Anyway, the point I wanted to make is not that the familiar externalist problems arise if one accepts causal conditions in the individuation of mental states. If my reasoning was correct, the externalism we get is unfamiliar and bizarre: the content of my water-thoughts depends not only on what occupies the water-role in my surroundings (that's familiar) but just as much on what happens in any far away galaxy. Likewise for the phenomenal quality of my pain experiences. That should sound wrong even to a die-hard externalist. So there must be a fault in my reasoning. The question is where.

# on 15 June 2004, 15:34

sorry, mea culpa.

# on 21 June 2004, 16:51

you're either conflating different forms of possibility or you're begging the question. if we're restricting the domain of possible worlds to those that are nomologically possible, then there will be no possible world in which the physical laws are drastically different (or perhaps even different at all).

if we don't place such a restriction on W, then scientific essentialists will argue that modal intuitions about mental properties differing across possible worlds, even when realized by identical physical properties, are mistaken or at least mistakenly reported.

if being in pain=having firing c-fibers, then necessarily being in pain=having firing c-fibers. it doesn't matter what possible world we're talking about and how drastically different the physical laws are. we will always be in the same mental state as our possible world counterparts. of course, having firing c-fibers is a poor example of a physical property which might be essential to being in pain, but *surely* there's a first-order physical property common to all pain realizers that's essential to being in pain. if so, then it's not possible that i could be in pain in the actual world while my counterpart not be in a physical world with different physical laws.

# on 23 June 2004, 10:18

have you read John Hawthorne's paper on why Humeans are out of their minds?

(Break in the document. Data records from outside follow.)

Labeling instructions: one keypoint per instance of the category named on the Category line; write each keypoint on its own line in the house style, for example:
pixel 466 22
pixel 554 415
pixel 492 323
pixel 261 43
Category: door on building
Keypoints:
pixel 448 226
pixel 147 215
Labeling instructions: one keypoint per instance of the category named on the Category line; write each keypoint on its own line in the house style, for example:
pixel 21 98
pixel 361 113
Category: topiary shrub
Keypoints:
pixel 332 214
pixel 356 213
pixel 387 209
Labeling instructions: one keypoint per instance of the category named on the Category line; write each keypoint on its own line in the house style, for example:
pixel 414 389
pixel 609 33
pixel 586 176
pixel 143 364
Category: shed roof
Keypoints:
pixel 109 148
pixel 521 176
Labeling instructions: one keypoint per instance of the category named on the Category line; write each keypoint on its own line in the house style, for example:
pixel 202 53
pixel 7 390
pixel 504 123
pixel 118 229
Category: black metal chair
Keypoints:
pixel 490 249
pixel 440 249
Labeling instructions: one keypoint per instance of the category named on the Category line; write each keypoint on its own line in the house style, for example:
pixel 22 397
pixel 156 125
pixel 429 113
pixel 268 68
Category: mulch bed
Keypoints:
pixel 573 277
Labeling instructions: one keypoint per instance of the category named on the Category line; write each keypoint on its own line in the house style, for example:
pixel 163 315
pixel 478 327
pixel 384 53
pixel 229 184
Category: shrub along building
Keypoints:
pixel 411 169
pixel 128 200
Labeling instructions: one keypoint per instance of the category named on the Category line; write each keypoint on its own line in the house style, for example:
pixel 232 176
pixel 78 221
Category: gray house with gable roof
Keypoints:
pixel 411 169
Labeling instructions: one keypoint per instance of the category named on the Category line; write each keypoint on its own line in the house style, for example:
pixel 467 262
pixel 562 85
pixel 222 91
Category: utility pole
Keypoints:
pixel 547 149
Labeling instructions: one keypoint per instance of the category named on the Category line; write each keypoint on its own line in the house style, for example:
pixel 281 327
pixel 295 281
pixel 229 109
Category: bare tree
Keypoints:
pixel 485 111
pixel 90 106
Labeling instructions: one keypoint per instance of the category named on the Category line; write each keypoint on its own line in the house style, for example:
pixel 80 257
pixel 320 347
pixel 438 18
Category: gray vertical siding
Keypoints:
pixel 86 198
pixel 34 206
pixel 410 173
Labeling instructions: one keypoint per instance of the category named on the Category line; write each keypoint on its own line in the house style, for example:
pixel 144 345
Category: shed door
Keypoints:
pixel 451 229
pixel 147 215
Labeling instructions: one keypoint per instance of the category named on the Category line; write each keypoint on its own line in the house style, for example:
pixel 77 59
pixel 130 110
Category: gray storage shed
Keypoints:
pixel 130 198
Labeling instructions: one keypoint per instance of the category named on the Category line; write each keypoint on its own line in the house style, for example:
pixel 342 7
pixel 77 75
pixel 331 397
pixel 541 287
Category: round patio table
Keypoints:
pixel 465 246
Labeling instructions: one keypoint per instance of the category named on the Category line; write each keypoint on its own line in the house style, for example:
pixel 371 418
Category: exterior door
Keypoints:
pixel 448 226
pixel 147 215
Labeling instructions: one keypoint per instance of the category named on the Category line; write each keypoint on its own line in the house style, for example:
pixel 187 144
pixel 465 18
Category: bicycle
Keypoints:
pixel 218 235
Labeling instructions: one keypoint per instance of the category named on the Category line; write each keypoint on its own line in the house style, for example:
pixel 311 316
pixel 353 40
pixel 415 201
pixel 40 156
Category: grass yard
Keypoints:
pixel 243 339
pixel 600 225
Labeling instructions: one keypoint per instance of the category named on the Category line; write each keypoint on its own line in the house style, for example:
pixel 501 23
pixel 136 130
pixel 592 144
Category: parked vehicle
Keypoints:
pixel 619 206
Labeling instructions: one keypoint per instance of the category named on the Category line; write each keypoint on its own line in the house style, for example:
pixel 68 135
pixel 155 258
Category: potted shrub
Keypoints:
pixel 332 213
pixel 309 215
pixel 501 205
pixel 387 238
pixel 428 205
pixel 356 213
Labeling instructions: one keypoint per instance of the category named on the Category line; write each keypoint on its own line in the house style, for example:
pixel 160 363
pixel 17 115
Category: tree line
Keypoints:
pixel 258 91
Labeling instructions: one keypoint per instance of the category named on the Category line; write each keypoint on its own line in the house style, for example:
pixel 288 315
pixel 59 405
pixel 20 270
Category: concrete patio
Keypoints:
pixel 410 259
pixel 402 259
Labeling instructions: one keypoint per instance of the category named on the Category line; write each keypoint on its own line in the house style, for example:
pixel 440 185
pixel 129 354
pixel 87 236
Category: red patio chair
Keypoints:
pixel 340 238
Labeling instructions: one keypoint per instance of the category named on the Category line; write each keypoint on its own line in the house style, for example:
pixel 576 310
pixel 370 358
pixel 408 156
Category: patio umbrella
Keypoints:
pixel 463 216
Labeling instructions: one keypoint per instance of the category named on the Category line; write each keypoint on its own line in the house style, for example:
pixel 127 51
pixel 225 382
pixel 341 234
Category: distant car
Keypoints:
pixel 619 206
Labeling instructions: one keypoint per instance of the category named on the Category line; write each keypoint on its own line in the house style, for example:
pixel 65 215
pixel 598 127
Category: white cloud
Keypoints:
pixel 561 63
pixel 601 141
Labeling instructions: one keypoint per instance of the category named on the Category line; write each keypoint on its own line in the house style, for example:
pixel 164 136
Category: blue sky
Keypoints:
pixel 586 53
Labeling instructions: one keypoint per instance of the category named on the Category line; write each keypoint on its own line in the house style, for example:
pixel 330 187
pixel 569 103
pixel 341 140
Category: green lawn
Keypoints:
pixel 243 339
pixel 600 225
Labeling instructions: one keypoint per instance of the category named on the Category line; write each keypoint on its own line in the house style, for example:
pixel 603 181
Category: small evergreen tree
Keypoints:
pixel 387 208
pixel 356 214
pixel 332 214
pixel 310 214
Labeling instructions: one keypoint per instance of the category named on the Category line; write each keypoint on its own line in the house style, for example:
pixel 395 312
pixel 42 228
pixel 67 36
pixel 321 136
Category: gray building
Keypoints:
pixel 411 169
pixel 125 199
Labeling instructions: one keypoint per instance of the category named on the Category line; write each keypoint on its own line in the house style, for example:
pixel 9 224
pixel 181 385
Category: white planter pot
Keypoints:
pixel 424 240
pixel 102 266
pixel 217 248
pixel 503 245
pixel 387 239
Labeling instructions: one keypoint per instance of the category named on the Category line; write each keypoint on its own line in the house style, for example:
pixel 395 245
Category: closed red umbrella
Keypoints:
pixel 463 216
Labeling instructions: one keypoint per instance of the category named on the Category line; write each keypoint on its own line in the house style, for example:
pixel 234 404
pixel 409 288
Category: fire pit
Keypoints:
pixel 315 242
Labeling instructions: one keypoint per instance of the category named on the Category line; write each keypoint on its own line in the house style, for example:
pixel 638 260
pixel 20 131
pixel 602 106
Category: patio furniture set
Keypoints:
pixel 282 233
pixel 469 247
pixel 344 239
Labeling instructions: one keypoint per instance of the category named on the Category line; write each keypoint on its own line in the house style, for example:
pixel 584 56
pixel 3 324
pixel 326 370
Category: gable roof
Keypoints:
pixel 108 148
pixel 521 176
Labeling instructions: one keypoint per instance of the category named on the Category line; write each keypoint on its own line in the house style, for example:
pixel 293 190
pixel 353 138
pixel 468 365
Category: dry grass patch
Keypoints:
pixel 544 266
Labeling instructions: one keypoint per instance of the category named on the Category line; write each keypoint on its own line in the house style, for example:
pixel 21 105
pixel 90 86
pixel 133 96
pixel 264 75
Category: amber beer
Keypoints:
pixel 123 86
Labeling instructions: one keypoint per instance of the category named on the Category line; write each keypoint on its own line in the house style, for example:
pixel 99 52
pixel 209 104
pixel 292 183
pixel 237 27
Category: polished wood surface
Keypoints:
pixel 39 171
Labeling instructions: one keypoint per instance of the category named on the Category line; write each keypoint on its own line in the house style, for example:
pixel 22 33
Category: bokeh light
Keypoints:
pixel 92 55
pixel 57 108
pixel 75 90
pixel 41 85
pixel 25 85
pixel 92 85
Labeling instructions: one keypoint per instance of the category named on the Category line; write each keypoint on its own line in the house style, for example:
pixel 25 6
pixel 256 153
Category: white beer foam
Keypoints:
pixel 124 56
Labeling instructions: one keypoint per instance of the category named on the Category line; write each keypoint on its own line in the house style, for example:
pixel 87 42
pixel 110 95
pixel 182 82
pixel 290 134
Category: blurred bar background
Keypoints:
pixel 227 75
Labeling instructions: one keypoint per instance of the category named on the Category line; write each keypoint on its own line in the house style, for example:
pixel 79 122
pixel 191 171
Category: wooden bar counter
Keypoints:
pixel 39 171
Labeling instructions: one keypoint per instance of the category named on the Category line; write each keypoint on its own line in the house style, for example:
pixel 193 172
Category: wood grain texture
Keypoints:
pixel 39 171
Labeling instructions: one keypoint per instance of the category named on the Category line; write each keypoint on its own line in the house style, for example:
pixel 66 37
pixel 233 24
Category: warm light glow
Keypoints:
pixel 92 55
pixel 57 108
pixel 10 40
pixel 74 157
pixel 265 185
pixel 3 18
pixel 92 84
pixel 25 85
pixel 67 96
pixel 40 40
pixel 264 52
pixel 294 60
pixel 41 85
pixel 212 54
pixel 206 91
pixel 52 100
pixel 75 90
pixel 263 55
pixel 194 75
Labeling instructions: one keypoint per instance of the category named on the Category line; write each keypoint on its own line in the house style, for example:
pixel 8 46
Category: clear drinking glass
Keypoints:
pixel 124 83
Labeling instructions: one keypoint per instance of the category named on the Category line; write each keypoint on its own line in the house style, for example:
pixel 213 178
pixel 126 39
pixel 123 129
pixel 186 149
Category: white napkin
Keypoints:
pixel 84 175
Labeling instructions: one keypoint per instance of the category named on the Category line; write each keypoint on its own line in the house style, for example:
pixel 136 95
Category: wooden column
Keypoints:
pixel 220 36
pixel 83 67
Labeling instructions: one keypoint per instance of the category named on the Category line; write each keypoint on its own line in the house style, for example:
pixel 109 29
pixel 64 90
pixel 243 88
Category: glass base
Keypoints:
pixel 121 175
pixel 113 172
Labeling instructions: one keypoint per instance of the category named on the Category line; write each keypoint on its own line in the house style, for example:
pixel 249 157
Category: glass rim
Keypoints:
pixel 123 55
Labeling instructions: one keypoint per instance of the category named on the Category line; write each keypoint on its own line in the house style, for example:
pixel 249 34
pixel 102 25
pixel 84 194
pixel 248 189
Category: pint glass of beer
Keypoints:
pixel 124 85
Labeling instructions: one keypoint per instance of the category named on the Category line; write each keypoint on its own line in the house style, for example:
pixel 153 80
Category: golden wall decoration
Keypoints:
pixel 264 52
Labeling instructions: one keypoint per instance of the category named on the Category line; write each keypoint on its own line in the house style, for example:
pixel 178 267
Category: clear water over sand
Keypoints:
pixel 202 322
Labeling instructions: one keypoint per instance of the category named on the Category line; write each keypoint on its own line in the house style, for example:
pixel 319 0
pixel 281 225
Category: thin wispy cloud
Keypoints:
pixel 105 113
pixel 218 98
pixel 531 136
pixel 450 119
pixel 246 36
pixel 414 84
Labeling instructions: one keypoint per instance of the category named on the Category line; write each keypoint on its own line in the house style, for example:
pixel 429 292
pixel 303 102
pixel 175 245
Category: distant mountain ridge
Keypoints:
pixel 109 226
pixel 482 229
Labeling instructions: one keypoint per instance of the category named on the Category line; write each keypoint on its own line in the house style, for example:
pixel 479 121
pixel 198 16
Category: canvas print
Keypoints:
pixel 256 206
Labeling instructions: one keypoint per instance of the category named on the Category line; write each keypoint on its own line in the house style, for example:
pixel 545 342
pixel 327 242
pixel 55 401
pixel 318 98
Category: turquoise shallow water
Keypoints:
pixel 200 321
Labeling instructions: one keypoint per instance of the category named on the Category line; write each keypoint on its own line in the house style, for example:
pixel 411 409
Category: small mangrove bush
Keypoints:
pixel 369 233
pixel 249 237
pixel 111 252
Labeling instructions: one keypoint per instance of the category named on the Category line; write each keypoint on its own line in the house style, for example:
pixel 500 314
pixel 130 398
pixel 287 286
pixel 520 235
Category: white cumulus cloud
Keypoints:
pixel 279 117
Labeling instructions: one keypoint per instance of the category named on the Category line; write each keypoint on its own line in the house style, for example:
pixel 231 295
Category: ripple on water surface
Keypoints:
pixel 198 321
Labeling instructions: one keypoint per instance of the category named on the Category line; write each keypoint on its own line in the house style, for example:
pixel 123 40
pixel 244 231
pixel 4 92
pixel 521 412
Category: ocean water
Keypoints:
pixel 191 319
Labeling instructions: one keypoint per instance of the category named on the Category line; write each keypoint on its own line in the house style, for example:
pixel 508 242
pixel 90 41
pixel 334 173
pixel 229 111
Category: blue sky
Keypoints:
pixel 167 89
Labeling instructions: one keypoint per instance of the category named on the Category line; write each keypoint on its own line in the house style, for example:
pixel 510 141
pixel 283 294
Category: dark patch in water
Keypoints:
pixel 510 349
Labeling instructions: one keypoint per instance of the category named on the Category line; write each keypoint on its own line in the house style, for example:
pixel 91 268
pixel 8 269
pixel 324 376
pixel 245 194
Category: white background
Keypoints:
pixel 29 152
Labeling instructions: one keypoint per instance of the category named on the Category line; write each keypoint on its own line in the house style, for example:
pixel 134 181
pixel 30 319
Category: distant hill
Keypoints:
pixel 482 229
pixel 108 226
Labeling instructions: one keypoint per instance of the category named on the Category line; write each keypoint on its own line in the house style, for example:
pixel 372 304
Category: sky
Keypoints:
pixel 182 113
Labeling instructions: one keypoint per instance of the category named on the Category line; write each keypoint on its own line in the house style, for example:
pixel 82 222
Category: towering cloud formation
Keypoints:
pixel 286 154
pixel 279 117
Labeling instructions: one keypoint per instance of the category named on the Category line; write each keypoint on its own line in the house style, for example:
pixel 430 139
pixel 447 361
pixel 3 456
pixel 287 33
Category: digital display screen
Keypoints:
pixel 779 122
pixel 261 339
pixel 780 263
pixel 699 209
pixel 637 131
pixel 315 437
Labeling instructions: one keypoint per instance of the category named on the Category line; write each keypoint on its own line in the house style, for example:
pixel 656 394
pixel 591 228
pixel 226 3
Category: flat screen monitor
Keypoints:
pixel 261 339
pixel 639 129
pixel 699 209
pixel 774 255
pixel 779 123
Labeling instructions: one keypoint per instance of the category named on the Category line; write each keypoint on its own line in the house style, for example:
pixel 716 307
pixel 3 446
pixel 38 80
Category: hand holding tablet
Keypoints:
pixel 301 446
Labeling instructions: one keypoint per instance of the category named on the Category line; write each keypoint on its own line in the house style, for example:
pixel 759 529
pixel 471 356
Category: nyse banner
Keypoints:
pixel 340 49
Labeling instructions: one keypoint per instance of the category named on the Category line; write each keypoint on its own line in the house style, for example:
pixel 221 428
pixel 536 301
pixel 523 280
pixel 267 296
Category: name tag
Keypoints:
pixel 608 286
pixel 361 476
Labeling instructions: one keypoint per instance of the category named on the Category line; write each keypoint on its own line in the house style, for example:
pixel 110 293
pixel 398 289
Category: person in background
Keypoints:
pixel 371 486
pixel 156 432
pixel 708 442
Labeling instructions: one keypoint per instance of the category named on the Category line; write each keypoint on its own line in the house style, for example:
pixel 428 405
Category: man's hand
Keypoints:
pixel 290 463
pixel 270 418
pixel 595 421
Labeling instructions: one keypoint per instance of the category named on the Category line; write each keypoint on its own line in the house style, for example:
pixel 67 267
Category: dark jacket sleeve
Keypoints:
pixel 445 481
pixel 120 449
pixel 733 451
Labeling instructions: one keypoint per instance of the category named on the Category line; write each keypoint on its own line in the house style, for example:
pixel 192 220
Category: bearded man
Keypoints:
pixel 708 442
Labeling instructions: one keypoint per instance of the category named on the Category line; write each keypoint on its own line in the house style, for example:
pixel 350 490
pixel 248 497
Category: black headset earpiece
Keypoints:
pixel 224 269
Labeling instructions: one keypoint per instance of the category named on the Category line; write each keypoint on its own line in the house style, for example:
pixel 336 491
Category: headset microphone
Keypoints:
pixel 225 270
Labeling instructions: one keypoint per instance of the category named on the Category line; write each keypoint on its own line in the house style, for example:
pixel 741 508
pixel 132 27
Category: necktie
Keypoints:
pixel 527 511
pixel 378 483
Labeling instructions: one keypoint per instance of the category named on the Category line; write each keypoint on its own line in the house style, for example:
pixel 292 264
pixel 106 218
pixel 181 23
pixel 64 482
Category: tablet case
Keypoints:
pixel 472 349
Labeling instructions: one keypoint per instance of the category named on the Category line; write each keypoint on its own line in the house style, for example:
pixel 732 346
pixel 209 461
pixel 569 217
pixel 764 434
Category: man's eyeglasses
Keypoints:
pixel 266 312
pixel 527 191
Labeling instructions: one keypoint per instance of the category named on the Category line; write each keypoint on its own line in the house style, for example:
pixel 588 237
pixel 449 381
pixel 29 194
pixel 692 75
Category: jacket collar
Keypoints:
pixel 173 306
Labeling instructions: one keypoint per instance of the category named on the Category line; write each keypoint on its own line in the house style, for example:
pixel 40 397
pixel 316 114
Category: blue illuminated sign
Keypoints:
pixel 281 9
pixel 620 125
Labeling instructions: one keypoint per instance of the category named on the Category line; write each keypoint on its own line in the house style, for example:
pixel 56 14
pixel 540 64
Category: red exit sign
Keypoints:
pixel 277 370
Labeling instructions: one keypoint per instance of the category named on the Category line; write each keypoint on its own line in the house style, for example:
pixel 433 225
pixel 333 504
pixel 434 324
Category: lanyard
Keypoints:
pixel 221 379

Its kinda related to what you worry about here..

# on 26 June 2004, 10:59

Rich: thanks, I'll have a look at the Hawthorne paper. The problem is more obvious for Humeans about laws, but I think it applies to other accounts as well. E.g. there are many different necessitation relations between universals compatible with what goes on in our galaxy, and I assume there is no direct way to find out the actual necessitation relations.

muxol: yes, if the individuation of mental states is a matter of intrinsic physical nature the problem doesn't arise (even though a similar one probably arises if we consider world 2 as actual). However, I find that very implausible. It implies that it's impossible for beings with a very non-human body to have desires, beliefs, perceptions, or pains.

# on 27 June 2004, 19:36

wo, is it really all that implausible though? what we consider as desires, beliefs, and pains are probably terms ranging over a broad category of species-specific mental states realized by very similar neurophysiological systems.

what constitutes a very non-human neurophysiological system? surely even a rat and human have very comparable neurophysiological systems.

# on 28 June 2004, 19:07

Yes, John Hawthorne's argument is somewhat similar to my worries. But I took it for granted that if certain causal roles are essential to a mental state then being in that state is not an intrinsic property. Apparently, on Hawthorne's view the causal relations that enter into the role all relate the mental state to other intrinsic states of the subject, but never to external things. This is a rather odd position, as Brian Weatherson has pointed out.

So I took it for granted that mental states are not completely intrinsic to their subjects. I don't find that all too implausible. What I find implausible is that my mental states are not intrinsic to our galaxy.

In his reply to Hawthorne, Brian incidentally suggests an answer to my worry: Causal properties might not depend on universal laws but only on "local laws", lawlike regularities obtaining in the relevant region of the universe. I guess the solution must look somehow like this, but I wonder how that solution looks like in more detail: Surely the regions that matter for causal properties can't be arbitrarily small (or large, for that matter).